Wesdome Gold Sells Moss Lake Project

Wesdome Gold Mines Ltd. has sold its Moss Lake Project to Goldshore. Goldshore will acquire all of Wesdome’s property, assets and rights related to Moss Lake. Wesdome purchased the remaining shares in Moss Lake in the first quarter of 2014. In 2016, Wesdome completed the acquisition of mining properties adjoining the Moss Lake property, creating a block of land comprised of 105 unpatented mining claims and two 21-year mining leases comprising 15 patented claims. The mining claims and leases are of irregular shapes and sizes aggregating a total of 3,224.09 ha. An exploration program was conducted in 2016 and 2017 by Wesdome along the strike extension of the Moss lake deposit, and an induced polarization survey over the combined properties traced the potential extensions of pyrite mineralization associated with the Moss Lake Deposit. Moss Lake has been on care and maintenance since the fall of 2017 to allow attention to be focussed on the Eagle River and Kiena Complexes

The media release details that under the agreement, Wesdome will receive minimum initial aggregate consideration of $57M, comprised of the following:

  • C$12.5 million in cash upon Closing;
  • Shares of Goldshore in an amount equal to the greater of a) $19.5 million and b) 30% of the issued and outstanding common shares at Closing;
  • C$20 million in shares of Goldshore in the form of milestone payments consisting of:
    • C$5 million within 12 months of Closing;
    • C$7.5 million upon the earlier of (i) Goldshore completing an updated PEA or pre-feasibility study; and (ii) 30 months from Closing;
    • C$7.5 million upon the earlier of (i) Goldshore completing a feasibility study, (ii) the date on which Goldshore makes a development decision on Moss Lake; and (iii) 48 months from Closing;
  • The grant to Wesdome of a 1.00% NSR royalty on all metal production from Moss Lake. Goldshore shall have the right to repurchase the NSR royalty for (i) C$5 million within 30 months of Closing; or (ii) C$7.5 million between 30 – 48 months from Closing. The royalty buyback rights shall expire if not exercised within 48 months of Closing
  • Wesdome representation on Goldshore’s Board of Directors with two appointees, Heather Laxton, Chief Governance Officer and Corporate Secretary, and Michael Michaud, Vice President, Exploration

Mr. Duncan Middlemiss, President and CEO, commented, “Wesdome remains focused on advancing our vision of building Canada’s next mid-tier gold producer. The opportunity to advance Moss Lake and bolster our already strong balance sheet, all while retaining meaningful exposure to the project through a strategic equity position as the largest shareholder of Goldshore allows the Company to remain fully focused on our underground high-grade gold mining expertise. This year is pivotal as Wesdome expects to deliver the Kiena Complex into commercial production, expand operations at Eagle as well as move forward on aggressive surface and underground exploration programs at both sites.”
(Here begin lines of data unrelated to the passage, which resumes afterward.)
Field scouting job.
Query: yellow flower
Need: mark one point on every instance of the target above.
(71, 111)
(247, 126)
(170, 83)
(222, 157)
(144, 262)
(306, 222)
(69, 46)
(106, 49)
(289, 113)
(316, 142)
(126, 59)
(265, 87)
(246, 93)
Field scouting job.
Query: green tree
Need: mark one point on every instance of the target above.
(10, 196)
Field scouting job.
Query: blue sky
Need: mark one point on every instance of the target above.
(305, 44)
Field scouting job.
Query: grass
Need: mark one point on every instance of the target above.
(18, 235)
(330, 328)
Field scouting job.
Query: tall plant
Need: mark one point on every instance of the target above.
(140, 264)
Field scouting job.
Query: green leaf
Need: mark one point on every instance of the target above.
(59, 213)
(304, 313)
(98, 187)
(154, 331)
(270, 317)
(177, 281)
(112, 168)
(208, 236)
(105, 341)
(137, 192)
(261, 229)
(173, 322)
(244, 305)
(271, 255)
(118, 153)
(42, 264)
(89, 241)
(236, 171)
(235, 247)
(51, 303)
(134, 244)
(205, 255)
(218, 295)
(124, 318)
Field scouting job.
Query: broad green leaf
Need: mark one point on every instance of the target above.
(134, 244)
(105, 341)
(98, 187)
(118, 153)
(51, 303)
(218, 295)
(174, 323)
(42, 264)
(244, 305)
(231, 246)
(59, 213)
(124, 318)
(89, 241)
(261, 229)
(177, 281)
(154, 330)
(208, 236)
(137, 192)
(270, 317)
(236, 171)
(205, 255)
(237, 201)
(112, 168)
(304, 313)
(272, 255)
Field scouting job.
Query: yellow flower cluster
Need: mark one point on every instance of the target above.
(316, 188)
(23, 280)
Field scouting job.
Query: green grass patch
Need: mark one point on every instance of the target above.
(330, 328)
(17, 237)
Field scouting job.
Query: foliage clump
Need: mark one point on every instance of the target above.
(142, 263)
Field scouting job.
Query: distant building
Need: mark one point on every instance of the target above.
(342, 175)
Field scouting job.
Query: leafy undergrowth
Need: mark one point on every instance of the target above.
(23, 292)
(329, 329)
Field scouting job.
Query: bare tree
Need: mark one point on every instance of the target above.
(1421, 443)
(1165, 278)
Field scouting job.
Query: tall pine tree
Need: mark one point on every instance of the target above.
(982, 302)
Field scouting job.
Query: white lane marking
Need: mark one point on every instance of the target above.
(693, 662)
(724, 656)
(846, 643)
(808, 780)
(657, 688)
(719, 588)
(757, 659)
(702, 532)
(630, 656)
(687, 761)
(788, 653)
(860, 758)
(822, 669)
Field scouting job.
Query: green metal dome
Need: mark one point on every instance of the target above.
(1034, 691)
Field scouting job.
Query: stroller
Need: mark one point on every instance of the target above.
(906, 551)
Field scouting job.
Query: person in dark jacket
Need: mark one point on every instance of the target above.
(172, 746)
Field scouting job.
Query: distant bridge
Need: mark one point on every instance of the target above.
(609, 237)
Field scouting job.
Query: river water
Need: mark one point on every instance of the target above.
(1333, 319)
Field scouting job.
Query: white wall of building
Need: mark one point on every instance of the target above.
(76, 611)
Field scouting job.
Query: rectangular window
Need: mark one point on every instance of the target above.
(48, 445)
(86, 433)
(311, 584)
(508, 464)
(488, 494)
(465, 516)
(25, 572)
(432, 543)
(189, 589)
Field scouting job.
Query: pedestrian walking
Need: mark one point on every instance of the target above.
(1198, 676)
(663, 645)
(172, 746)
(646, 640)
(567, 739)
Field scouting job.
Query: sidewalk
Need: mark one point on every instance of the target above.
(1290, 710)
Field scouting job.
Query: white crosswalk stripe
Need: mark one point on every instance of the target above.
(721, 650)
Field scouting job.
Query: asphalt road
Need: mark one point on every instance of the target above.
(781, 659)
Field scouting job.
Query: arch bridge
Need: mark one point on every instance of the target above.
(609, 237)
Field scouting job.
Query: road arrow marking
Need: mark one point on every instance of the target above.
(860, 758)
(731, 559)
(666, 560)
The Transaction is subject to customary closing conditions for a transaction of this nature, including completion of the proposed reverse take-over business combination between Goldshore and Sierra Madre Developments Inc. (resulting in the listing of Goldshore on the TSX Venture Exchange) and receipt of required regulatory approvals. Closing of the Transaction is expected to occur in early Q2 2021.